5 Muscles To Work On Before Trying Pool Dancing(2023)


More than just a fad, pole dancing is a fab way to gain muscle. Yes ladies, it is more than dancing with a pole. It brings a lot to the table. And if you are opting for pole dancing or pole exercising to get back in shape, you need to make these 5 muscles really strong to get the best out of it.

1. Arms and shoulders

Pole dancing is primarily an upper body workout, despite its benefits for other parts of your body.

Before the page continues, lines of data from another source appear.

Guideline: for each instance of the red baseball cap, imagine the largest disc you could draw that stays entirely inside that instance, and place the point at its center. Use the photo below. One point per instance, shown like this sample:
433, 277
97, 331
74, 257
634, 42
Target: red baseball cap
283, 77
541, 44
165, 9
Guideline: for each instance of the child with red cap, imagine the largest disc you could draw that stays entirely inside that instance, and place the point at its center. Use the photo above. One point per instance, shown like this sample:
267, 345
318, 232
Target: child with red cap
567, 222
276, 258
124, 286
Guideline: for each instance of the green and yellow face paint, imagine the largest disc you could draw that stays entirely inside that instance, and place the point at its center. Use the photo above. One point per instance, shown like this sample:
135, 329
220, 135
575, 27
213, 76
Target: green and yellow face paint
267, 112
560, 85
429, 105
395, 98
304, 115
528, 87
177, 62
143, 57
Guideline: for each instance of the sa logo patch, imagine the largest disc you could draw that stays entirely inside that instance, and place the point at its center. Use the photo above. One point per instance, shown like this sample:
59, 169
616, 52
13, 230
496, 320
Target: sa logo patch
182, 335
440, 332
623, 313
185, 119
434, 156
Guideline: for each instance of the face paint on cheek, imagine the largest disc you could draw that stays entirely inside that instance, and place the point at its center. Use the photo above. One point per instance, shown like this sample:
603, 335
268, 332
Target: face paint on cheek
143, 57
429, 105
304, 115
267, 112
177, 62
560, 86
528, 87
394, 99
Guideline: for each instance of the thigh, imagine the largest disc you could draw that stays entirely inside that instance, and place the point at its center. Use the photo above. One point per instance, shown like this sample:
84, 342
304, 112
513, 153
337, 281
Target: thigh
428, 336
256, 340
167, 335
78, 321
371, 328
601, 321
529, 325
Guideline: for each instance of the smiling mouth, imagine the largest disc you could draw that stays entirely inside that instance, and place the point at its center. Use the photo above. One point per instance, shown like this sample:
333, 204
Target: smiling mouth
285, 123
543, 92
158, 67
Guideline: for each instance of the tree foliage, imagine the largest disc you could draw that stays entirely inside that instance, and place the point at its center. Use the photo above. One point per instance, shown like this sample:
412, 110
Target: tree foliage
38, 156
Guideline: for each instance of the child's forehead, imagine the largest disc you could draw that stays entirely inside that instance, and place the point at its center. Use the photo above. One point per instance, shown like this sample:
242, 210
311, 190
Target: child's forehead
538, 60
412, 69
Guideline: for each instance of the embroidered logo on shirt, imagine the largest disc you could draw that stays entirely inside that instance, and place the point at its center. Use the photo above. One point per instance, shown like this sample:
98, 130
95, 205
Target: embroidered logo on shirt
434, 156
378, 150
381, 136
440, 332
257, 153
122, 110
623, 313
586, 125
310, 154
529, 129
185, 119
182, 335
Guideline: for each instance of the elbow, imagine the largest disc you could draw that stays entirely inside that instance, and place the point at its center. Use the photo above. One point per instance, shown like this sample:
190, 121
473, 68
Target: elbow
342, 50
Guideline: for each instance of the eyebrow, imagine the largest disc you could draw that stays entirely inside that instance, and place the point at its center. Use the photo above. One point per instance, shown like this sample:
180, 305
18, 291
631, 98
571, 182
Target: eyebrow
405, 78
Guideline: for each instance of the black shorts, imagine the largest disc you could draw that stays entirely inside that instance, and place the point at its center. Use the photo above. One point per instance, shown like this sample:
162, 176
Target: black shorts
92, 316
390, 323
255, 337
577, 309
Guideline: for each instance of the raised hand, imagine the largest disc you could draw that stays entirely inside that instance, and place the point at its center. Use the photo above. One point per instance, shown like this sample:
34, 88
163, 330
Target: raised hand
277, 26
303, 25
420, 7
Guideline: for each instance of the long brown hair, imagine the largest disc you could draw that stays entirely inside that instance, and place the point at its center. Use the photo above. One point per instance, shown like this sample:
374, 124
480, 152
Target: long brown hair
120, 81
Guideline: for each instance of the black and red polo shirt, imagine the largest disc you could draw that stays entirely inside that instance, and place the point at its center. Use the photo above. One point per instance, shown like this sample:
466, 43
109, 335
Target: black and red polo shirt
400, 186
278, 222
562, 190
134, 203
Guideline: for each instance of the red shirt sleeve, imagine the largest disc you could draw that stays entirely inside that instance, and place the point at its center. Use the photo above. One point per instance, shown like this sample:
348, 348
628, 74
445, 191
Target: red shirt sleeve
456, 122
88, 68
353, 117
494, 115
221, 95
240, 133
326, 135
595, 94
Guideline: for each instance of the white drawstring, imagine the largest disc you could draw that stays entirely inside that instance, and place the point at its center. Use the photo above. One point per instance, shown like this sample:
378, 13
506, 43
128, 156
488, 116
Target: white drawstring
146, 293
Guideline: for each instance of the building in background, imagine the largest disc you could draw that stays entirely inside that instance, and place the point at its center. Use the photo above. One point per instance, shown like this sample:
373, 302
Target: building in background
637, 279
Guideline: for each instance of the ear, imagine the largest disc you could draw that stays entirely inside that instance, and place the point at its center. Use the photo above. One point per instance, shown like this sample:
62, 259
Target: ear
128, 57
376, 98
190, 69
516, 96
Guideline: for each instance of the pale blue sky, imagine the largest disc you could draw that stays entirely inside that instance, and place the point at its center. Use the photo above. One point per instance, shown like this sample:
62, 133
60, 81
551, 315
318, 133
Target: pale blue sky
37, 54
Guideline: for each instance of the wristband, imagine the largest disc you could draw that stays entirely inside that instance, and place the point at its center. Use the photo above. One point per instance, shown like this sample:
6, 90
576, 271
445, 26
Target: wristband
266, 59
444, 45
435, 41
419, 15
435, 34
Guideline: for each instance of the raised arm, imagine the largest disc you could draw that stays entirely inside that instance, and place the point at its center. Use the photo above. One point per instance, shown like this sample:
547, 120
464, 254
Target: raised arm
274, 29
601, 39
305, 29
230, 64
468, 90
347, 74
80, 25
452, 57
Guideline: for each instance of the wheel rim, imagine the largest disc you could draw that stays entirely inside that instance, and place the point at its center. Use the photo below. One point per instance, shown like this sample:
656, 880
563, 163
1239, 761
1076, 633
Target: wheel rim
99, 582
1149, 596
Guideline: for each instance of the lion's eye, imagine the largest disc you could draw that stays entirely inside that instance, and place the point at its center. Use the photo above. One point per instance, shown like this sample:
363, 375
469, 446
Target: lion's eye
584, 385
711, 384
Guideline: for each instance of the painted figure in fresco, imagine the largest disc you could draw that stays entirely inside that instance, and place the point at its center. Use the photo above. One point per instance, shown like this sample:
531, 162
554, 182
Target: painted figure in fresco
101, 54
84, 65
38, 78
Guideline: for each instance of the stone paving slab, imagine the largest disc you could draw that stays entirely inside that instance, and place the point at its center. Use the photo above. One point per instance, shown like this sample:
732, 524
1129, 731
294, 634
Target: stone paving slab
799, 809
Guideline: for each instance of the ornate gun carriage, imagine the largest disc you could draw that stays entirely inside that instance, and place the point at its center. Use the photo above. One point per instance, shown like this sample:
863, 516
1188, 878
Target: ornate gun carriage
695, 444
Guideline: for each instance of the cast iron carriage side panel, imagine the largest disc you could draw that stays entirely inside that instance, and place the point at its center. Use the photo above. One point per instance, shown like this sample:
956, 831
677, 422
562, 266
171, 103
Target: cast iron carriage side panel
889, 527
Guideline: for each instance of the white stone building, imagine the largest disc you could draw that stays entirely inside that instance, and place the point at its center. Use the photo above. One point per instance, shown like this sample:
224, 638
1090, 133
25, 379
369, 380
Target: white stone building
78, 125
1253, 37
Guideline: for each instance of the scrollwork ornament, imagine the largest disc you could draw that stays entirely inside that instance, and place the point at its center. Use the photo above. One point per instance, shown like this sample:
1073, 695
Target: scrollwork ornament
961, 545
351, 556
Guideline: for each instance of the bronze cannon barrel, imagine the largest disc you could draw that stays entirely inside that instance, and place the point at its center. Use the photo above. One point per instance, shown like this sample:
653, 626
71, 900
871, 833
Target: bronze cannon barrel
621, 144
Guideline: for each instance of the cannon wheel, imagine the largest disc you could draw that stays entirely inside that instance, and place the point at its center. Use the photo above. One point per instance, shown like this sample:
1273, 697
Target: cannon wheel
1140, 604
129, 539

Most moves with pole dancing require you to use your arms and shoulders strength to maneuver on the pole. Most pole dance instructors will encourage you to build your arm strength straight away.

2. Core muscles

The core muscles also play a very important role in pole dancing, particularly during inverted (upside down) moves. This is especially true when the exit or transition from the move involves reversing the inversion in what is essentially a reverse crunch. This is because the forces of gravity act as resistance during such moves. That’s why you need to work on your core muscles before trying pole exercise.

3. Back muscles

Pole fitness requires you to develop your back muscles. In fact, strong back muscles can help promote correct posture as well.

To avoid back injury with pole exercise, make efforts to strengthen it.
4. Leg muscles

Pole dancing works your upper body, core plus your legs. Lower body strength is required because pole exercise moves require primarily leg strength to hold yourself on the pole. That’s why you need to work on your leg muscles as well.

5. Thigh muscles

Last but not the least, thighs, which include the hamstring, glutes and quads muscles! The continuous striking motions of pole dancing work the muscles in your thighs. To avoid possible injuries, your thighs need to be strong.